The Viennese court, under anti-Semitic pressures, fearing a large increase in Jewish population – a fear that by itself suggests that the Jewish birth rate at the time was relatively high – introduced a regulation. Only the eldest son of a Jewish family could marry. The younger boys could not. This regulation introduced into the Austrian empire, including Bohemia, Moravia, parts of what became later Germany, and Alsace, led to the instant migration of young Jewish generation to Eastern Europe, to Poland, to Rumania. Whereas within the Austrian Empire the Jewish birth rates dropped, in Eastern Europe they did not.
How did Jewish parents, who stayed, adapt to the regulation? As one would expect: they had less children, invested more in their education and health, and probably spoiled them much more than would have been otherwise the case. One can speculate that this regulation was the origins of the myth of the neurotic Jewish mothers, and the by now tradition of driving Jewish kids to excellence – true, occasionally, to neurotic excellence.
Will Chinese mothers and kids react in a similar fashion? At least this point of reference suggests a positive answer. Thus one unintended consequence of the one-child regulation will be prosperity driven by kids who will grow up to be very ambitious entrepreneurs.”
There are two intriguing features in this portion of Brenner’s thesis that resonate with us. The first is a comparison of regulatory 18th-century Europe with family planning policies of 20th-century China. The second is the possibility that entrepreneurship may be a more pronounced tendency of children living under such policies.
The regulations on the Jewish birth rate are not a perfect analogy but useful to our understanding of the Chinese experience under “one-child” policy, because they illustrate an incentive for Chinese to migrate elsewhere in pursuit of a greater quality of life and in order to broaden their personal and professional network which has been confined – in a familial context.
Africa represents a land of opportunity for the Chinese migrant.
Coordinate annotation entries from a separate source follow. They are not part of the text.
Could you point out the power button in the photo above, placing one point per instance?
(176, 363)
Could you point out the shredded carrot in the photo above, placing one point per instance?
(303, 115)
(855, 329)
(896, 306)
And history shows it is often strong kinship-based ethnic groups whose economic opportunities are more limited at “home” who become the “stranger-traders” abroad, for better or worse. This has certainly happened in parts of Africa where the Chinese represent a valuable link to manufactured goods and novel services unavailable in agrarian and peasant-like societies in Africa.
It is a link that the Jewish community played not only when they migrated into Eastern Europe as Brenner describes but also by the thousands who migrated from Alsace into the American South servicing the Mississippi Delta plantation economy as dry goods peddlers.
Far more important than the quality of the state-to-state negotiation between China and African governments covered ad nauseum by the chattering class, is the on the ground navigation of a swarm of Chinese entrepreneurs – running away from an old reality as much as they are chasing a new one.